Les responsables publics avaient fait le déplacement en nombre à Oran pour les Journées techniques de l’eau qui se sont tenues le 13 octobre. En tête, Abdelmalek Sellal, le ministre des Ressources en eau algérien et Cherif Rahmani, le ministre de l'Aménagement du territoire de l'environnement et du tourisme ont réaffirmé leur volonté d’assurer les besoins en eau de la population, dans un pays soumis à la sécheresse.
C’est dans ce cadre que Suez Environnement a vu son contrat d’accompagnement de la modernisation des services d’eau et d’assainissement de la ville d’Alger renouvelé. Ce contrat d’un montant de 105 millions d’euros, et d’une durée de cinq ans, est la suite d’un contrat passé en 2006 entre le groupe français, l’Algérienne des eaux et l’Office national de l’assainissement.
Ce business model dit de "contrat de management" n’est pas une délégation de service public. Suez Environnement n’investit pas et n’exploite pas le réseau. L’Etat demeure le seul actionnaire de la société créée avec le groupe français, en l’occurrence la Société des eaux et de l’assainissement d’Alger (SEAAL). Des expatriés de Suez forment les ingénieurs et les techniciens algériens à la gestion d’un service d’eau.
"Développer l'outil national de production"

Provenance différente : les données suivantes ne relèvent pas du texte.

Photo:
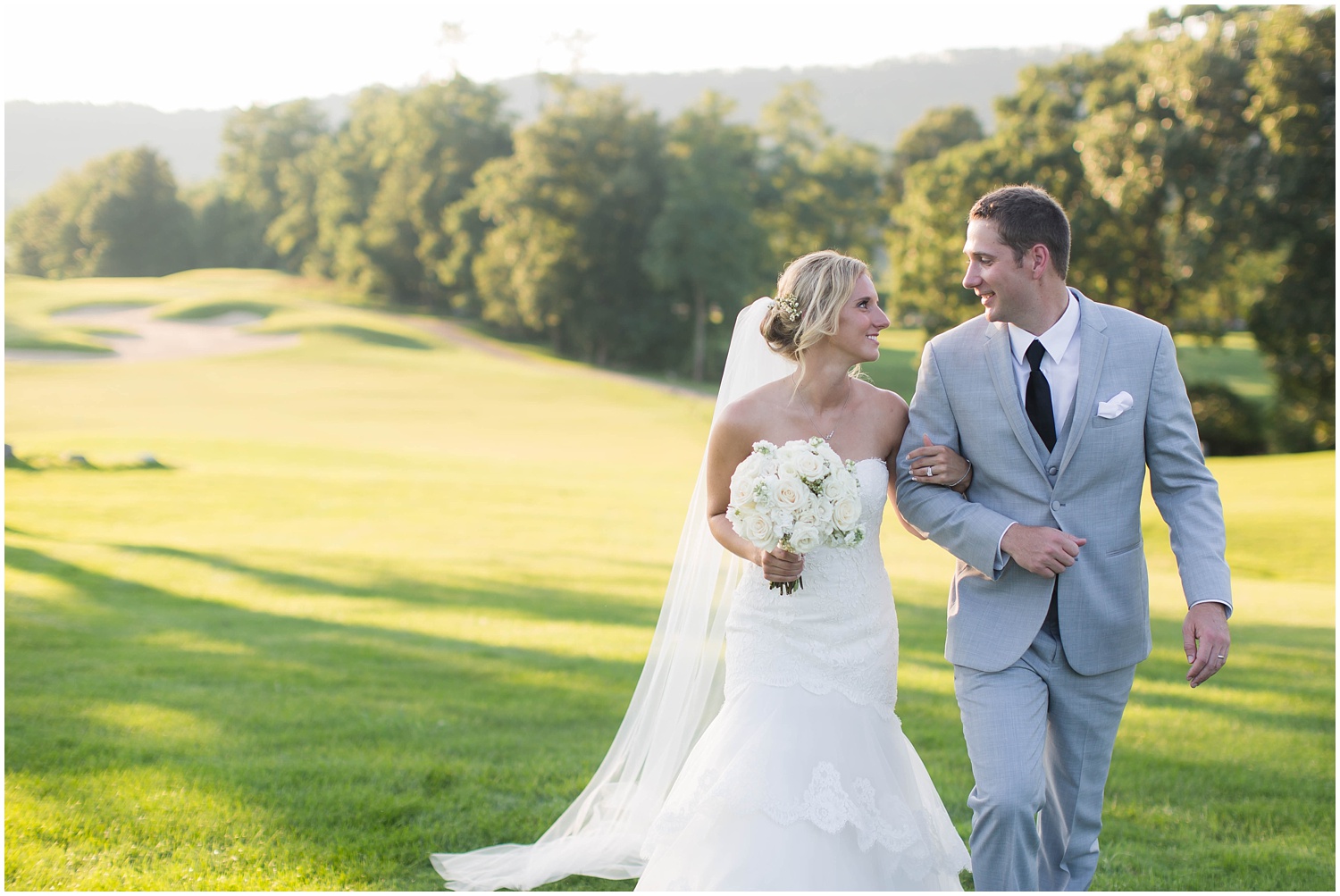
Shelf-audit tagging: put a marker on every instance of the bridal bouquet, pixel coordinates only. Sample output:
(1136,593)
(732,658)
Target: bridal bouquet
(798,497)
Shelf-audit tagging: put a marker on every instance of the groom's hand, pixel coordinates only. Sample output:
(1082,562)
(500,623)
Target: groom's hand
(1042,550)
(1205,635)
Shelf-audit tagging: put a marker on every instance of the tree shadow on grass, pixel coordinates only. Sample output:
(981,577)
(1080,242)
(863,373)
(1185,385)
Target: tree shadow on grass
(353,737)
(370,748)
(527,600)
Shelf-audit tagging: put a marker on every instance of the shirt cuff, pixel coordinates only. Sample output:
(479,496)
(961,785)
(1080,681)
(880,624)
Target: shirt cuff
(1001,557)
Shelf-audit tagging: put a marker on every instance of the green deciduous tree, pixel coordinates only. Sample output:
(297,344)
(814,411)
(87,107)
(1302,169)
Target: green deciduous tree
(820,190)
(705,248)
(260,145)
(1294,107)
(570,214)
(118,217)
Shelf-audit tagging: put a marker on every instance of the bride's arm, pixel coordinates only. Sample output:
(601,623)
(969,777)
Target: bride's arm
(729,444)
(932,464)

"Nous n’avons pas de complexes à aller chercher la compétence et l’expertise là où elles se trouvent (…). Nous comptons profiter de ces partenariats pour apprendre, développer l’outil national de production et augmenter nos capacités managériales", a déclaré Abdelmalek Sellal, le ministre des Ressources en eau. En effet à l’issue de ce management de transition, en 2016, les experts de Suez devraient se retirer.
Les résultats sont là : les algérois ont désormais accès à l’eau potable 24h sur 24 (le taux d’accès à l’eau sans interruption n’étant que de 8% en 2006). 53% de la population de la collectivité publique territoriale d’Alger est raccordée à un service d’assainissement (contre 6% en 2006). Et 64 des 72 plages d’Alger ont été ouvertes à la baignade, la qualité de l’eau ayant été rétablie. La seconde partie du contrat verra l’extension à l’ensemble de la wilaya de Tipaza, zone limitrophe d’Alger.
L’Algérie a lancé un vaste programme d’investissements concernant l’eau. 25 milliards de dollars ont ainsi été injectés ces dix dernières années. "Grâce aux infrastructures de mobilisation des eaux, qu’elles soient conventionnelles par les barrages et les grands transferts d’eau ou non conventionnelles par le dessalement de l’eau de mer et la réutilisation des eaux usées épurées, notre pays a apporté des réponses concrètes à la problématique de la rareté de l’eau", a exposé Abdelmalek Sellal, le Ministre des ressources en eau. Le pays compte 93 barrages et plusieurs usines de dessalement d’eau de mer le long de ses côtes.